The value of Bitcoin soared to more than US$900 as a United States senate committee discussed its “promises and risks” yesterday (Monday).
Bitcoin, a borderless digital currency which is not regulated or controlled by any central bank or government, is viewed with suspicion by many authorities who see it predominantly as a tool to carry out illegal payments or money laundering on the internet.
HumanIPO reported in August Germany had officially recognised Bitcoin as an official currency, while around the world, including in South Africa, an increasing number of online retailers are beginning to accept it as payment for goods and services.
The value of a Bitcoin peaked on Mt Gox at just over US$900, before falling back to around US$502 during the last 48 hours, in part affected by a Senate hearing exploring the currency in wake of the Silk Road closure at the start of October.
Silk Road, which used Bitcoin as its primary method of payment, was an online marketplace peddling drugs and other illegal products and services.
During the opening remarks of the hearing, chair of the committee Senator Thomas Carper said: “Virtual currencies, perhaps most notably Bitcoin, have captured the imagination of some, struck fear among others, and confused the heck out of the rest of us.”

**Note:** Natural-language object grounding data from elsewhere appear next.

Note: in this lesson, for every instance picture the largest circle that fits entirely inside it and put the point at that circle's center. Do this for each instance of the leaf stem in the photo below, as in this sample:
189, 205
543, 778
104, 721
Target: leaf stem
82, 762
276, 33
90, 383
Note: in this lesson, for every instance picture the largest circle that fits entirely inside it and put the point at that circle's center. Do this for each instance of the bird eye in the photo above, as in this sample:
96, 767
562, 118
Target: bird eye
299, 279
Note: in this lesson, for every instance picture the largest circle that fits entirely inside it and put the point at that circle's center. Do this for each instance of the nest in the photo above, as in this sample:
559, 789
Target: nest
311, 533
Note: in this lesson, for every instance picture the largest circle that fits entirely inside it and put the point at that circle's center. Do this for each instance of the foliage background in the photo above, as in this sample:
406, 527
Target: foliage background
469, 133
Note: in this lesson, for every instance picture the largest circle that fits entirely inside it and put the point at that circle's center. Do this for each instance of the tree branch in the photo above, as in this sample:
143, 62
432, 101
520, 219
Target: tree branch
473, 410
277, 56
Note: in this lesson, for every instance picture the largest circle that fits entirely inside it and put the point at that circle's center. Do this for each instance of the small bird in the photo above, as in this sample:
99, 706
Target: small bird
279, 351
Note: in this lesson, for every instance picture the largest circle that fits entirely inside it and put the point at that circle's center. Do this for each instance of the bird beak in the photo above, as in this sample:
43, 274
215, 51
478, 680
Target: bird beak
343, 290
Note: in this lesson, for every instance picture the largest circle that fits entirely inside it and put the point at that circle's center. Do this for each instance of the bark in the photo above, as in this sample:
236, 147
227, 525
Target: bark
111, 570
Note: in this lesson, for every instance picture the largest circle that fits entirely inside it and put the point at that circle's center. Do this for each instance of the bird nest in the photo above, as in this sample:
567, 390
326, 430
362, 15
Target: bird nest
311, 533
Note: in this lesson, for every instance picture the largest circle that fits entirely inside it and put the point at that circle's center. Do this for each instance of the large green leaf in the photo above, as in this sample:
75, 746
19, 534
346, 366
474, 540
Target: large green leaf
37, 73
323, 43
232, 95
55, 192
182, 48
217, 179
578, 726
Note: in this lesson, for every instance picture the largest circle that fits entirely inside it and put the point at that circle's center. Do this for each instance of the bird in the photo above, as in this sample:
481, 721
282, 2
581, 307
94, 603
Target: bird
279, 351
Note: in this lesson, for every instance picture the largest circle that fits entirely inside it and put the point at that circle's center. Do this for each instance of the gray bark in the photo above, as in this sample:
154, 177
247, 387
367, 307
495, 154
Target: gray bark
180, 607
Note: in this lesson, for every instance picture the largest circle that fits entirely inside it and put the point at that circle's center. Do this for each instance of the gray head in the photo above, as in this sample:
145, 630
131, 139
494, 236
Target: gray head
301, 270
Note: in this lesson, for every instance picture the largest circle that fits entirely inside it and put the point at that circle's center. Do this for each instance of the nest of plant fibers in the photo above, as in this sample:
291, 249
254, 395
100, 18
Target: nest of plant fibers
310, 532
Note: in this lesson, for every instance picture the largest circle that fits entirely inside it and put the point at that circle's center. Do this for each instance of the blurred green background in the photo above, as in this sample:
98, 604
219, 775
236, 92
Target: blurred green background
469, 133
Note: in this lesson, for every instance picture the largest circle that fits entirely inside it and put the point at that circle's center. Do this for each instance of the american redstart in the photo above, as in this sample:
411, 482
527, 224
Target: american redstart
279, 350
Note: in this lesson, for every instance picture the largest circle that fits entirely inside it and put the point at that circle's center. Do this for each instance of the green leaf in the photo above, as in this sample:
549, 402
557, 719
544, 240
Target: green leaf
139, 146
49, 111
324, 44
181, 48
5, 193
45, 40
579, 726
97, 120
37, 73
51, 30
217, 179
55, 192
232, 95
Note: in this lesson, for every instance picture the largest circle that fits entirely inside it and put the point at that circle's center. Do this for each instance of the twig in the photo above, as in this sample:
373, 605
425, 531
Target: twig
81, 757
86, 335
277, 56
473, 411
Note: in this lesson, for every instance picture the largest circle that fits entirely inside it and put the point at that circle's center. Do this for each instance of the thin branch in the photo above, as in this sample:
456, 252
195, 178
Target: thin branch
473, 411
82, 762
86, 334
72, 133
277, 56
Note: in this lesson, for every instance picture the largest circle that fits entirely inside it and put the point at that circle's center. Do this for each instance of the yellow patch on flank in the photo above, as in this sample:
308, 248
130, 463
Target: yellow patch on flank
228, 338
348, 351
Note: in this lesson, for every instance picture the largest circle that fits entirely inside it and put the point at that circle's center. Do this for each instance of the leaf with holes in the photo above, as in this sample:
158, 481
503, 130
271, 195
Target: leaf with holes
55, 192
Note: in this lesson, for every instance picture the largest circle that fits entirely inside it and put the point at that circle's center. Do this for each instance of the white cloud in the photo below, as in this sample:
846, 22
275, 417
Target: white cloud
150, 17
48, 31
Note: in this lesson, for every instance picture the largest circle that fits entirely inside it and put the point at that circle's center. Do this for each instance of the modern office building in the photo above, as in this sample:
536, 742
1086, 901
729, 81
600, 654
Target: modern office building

A letter from the FBI, which was published by the committee on Sunday, said while Bitcoin did offer “legitimate financial services”, it could be “exploited by malicious actors”.
Shortly after the Silk Road closure, the value of Bitcoin dropped to around US$130, but South African mobile money and banking expert Duncan Arthur told HumanIPO at the time it just proved it was behaving “like a real currency”.